LexisNexis Risk Solutions, a provider of products and services for addressing client needs in the risk sector, announced the findings of its annual analysis of mortgage fraud in the U.S., revealing that despite improving economic conditions, mortgage fraud is still a national problem.
According to the LexisNexis Annual Mortgage Fraud Report, mortgage application fraud and misrepresentation has grown for the past three years. Seventy-four percent of loans reported in 2013 involved some kind of fraud or misrepresentation on the loan application compared to 69 percent in 2012 and 61 percent in 2011. The LexisNexis Annual Mortgage Fraud Report differs from other studies on the topic, as it seeks to provide information on the composition of proven residential mortgage fraud and misrepresentation by mortgage industry professionals. The analysis is based on data submitted to the LexisNexis Mortgage Industry Data Exchange (MIDEX).
Analysis of the data shows that appraisal and property valuation fraud experienced a significant drop from last year, falling to 15 percent of loans reported with these problems. In 2012, 26 percent of loans reported had signs of appraisal and property valuation fraud following 31 percent in 2011 and 33 percent in 2010. Regulation changes are cited as the reason for this rapid and dramatic decline in appraisal and property valuation fraud.

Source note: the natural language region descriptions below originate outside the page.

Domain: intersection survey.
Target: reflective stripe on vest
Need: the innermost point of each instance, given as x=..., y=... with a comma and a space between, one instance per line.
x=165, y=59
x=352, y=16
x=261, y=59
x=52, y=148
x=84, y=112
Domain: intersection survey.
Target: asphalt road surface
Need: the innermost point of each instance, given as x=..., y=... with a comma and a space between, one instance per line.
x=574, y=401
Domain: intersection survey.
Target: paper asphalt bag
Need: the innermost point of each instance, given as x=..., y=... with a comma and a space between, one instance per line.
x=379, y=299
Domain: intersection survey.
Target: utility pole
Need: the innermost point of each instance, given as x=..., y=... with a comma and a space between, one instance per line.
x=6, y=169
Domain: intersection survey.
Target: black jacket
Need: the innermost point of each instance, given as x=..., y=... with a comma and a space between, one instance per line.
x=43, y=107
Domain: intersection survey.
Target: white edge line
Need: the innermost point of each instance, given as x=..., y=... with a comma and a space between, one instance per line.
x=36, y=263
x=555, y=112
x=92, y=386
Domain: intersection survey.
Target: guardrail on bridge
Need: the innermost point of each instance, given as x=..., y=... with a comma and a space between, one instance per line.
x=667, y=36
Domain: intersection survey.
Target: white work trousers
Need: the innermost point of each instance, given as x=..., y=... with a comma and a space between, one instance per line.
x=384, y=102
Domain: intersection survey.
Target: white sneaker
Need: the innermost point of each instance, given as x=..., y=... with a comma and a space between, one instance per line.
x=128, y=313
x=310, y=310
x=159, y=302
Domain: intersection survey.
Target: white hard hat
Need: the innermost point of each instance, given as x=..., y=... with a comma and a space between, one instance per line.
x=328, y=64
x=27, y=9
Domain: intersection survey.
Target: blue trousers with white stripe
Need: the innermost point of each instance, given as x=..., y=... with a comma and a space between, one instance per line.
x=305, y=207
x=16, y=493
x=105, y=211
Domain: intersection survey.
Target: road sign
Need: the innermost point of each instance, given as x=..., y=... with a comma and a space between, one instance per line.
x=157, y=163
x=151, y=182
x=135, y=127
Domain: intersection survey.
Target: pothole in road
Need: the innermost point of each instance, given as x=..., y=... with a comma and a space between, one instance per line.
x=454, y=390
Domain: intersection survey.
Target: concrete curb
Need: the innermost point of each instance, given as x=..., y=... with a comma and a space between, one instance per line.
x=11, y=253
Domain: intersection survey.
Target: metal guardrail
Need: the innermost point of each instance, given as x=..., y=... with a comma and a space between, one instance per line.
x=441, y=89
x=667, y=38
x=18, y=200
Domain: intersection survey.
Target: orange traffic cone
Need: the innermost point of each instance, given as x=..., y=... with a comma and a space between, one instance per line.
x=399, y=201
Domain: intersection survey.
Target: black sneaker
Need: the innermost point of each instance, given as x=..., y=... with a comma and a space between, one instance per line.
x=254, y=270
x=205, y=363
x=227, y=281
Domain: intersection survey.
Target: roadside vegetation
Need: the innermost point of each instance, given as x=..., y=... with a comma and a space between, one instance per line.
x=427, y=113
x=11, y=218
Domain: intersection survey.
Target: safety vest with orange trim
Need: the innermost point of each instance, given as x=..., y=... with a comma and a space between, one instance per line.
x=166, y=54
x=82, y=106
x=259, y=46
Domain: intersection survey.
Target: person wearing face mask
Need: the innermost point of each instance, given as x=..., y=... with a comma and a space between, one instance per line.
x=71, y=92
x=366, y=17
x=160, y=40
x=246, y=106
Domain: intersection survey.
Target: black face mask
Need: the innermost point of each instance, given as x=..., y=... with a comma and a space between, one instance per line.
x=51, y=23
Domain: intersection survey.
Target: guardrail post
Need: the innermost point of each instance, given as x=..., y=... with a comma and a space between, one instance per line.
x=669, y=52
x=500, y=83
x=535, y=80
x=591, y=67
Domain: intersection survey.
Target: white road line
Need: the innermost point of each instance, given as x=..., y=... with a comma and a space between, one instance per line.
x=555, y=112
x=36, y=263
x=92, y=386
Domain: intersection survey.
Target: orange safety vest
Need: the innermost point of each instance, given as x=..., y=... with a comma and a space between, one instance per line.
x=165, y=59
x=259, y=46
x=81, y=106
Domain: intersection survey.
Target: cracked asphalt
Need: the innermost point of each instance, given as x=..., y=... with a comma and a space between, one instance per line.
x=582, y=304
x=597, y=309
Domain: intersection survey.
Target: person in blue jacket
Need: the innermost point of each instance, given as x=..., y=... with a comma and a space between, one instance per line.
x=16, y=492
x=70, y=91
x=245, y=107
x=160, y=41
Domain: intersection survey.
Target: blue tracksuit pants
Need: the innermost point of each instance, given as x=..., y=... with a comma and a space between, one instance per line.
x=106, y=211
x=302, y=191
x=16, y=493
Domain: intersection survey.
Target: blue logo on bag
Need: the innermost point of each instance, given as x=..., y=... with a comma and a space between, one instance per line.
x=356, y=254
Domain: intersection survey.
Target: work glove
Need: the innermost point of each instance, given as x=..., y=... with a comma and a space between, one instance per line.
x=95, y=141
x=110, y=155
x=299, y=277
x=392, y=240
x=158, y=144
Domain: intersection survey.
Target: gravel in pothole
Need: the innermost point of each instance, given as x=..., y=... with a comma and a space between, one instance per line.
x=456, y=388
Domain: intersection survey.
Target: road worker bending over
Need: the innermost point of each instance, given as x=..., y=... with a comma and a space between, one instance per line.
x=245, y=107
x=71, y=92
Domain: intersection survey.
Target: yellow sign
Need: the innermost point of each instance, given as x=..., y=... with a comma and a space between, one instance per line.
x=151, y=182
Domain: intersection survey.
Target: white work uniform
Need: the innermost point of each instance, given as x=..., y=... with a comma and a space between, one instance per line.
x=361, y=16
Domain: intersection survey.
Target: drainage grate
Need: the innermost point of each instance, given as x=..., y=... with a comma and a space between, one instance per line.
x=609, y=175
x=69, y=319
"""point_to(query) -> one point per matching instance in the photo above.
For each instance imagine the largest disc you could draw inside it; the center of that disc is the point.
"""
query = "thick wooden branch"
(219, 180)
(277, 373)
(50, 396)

“When the Home Valuation Code of Conduct (HVCC) went into effect in 2009, lenders could no longer work directly with appraisers,” said Tim Coyle, senior director of financial services at LexisNexis and co-author of the Annual Mortgage Fraud Report. “This landmark regulation, which disrupted the historical appraisal process, has everything to do with the drop in this year’s appraisal fraud. Although no longer in force, HVCC influenced the Appraiser Independence Requirements now found in The Dodd-Frank Wall Street Reform and Consumer Protection Act.”
The report also examined potential collusion fraud. Potential collusion nationwide increased 2.2 percent over last year’s report, reversing what had been a healthy, declining trend. This year Alabama ranks as the top state to have the most potential for collusion.
The report also ranked the states with the most overall mortgage fraud. To rank the states, the LexisNexis Mortgage Fraud Index (MFI) is utilized, which calculates each state’s fraud problem.
For the past five years Florida has topped the list, with an MFI consistently well above 100 — the base number for what would be expected based on its amount of loan originations. Utah moved into the top 10 states with the most reported mortgage fraud involving industry professionals. In four years, Utah has gone from an MFI of 27 to an MFI of 149, which ranks it as the state with the seventh-largest problem of mortgage fraud, right below New York. The top five states on the MFI are Florida (529), Nevada (221), New Jersey (209), Arizona (201), and Illinois (180).